Bai Yu s'inclina légèrement devant Yuan Jue, et après que Yuan Jue fut entrée, elle se retira et ferma la porte, glissant une soupe fortifiante dans l'entrebâillement.
Feng Fei, qui se sentait un peu somnolente et désorientée, fut ravie de voir Yuan Jue entrer. Cependant, son corps était faible et les douleurs intermittentes à la tête lui firent oublier la tenue de Yuan Jue.
Yuan Jue contourna lentement la « fourmi morte » et s'approcha du lit. Il fixa « Feng Fei » allongée sur le lit, l'air absent, et une rougeur suspecte apparut sur ses joues.
L'instant d'après, les actions de Yuan Jue stupéfièrent Feng Fei, qui faillit avoir un saignement de nez.
Yuan Jue déboutonna lentement son vêtement, dévoilant sa poitrine puissante. La légère saillante musculature de ses pectoraux fit perdre la tête à Feng Fei, qui en oublia même sa douleur. Il se leva, hébété, mais, trop faible, il s'appuya contre la porte et la fenêtre. Aussitôt, la soupe nourrissante pour l'âme qui s'y trouvait se liquéfia et pénétra dans son corps.

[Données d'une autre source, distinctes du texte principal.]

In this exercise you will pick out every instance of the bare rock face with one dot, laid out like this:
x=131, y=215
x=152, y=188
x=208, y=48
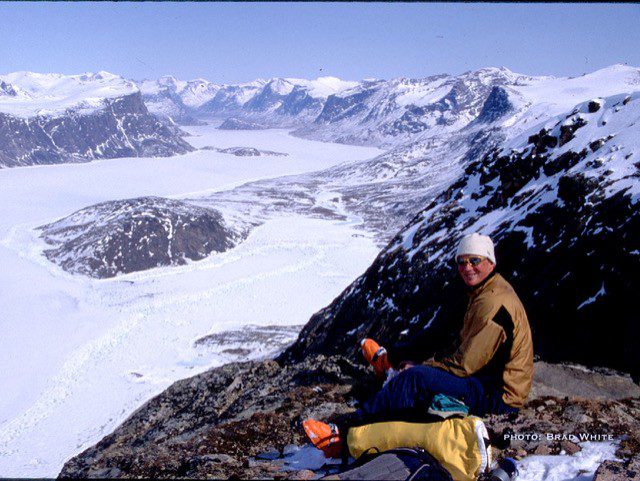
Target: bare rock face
x=246, y=151
x=554, y=213
x=239, y=420
x=239, y=124
x=213, y=424
x=117, y=237
x=122, y=128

Peu après, Feng Fei sembla avoir retrouvé des forces et s'approcha lentement de Yuan Jue, qui avait dénudé le torse et s'apprêtait à se déshabiller du bas. Il faut bien l'avouer, Feng Fei était une femme lascive. Bientôt, elle se retrouva encerclée par les « fourmis mortes ».

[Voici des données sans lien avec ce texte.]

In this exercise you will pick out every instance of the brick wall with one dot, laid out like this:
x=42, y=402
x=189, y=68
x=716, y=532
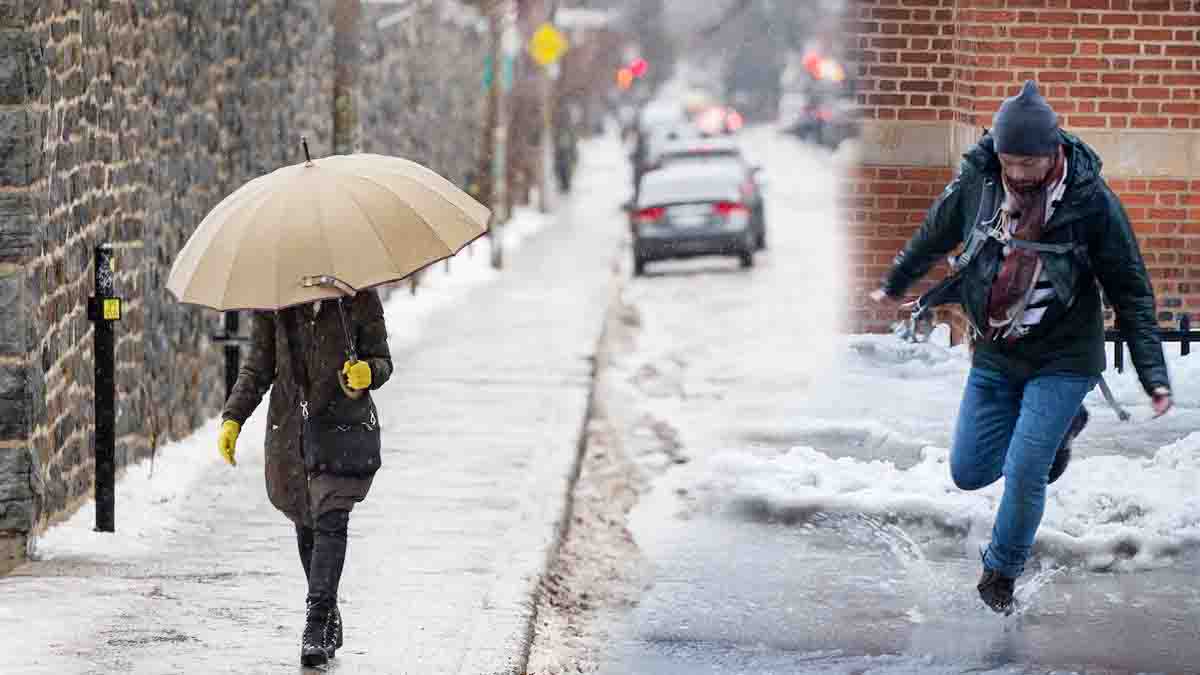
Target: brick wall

Le visage de Yuan Jue devint encore plus rouge, et ses mains, posées sur ses hanches, restèrent longtemps dénouées. Il toussa légèrement à deux reprises, puis porta ses mains à la poitrine de Feng Fei, s'arrêtant un instant avant de les abaisser lentement.

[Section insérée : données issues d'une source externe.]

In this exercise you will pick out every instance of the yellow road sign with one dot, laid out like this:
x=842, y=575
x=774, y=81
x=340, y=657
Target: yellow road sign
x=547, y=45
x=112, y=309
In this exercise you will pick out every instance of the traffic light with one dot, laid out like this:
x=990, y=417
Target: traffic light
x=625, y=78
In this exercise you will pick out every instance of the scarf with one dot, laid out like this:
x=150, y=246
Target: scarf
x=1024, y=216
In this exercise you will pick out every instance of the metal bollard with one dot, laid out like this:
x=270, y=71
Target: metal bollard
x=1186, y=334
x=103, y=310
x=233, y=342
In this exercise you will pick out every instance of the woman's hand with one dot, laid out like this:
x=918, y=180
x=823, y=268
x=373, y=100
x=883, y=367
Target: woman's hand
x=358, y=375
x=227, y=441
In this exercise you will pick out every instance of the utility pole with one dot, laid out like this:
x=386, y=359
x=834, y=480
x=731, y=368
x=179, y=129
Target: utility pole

Les yeux de Feng Fei s'écarquillèrent involontairement. Yuan Jue allait-il se déshabiller ?
Le devant du vêtement «
Fengfei
» s'ouvrit, dévoilant un sous-vêtement jaune pâle. La main de Yuanjue hésita un instant, puis il vit Fengfei serrer les dents et déchirer le sous-vêtement de «
Fengfei
», révélant un corsage blanc en dessous.
Le visage de Yuan Jue était déjà tourné vers l'extérieur du lit, et Feng Fei pouvait clairement voir que tout le haut de son corps était devenu légèrement rosé.
Feng Fei sentit qu'il n'en pouvait plus. Ses jambes flanchèrent et il s'effondra au sol, atterrissant sur la « fourmi morte ». L'instant d'après, comme ébouillanté, Feng Fei bondit du sol et plongea dans le corps de « Feng Fei ».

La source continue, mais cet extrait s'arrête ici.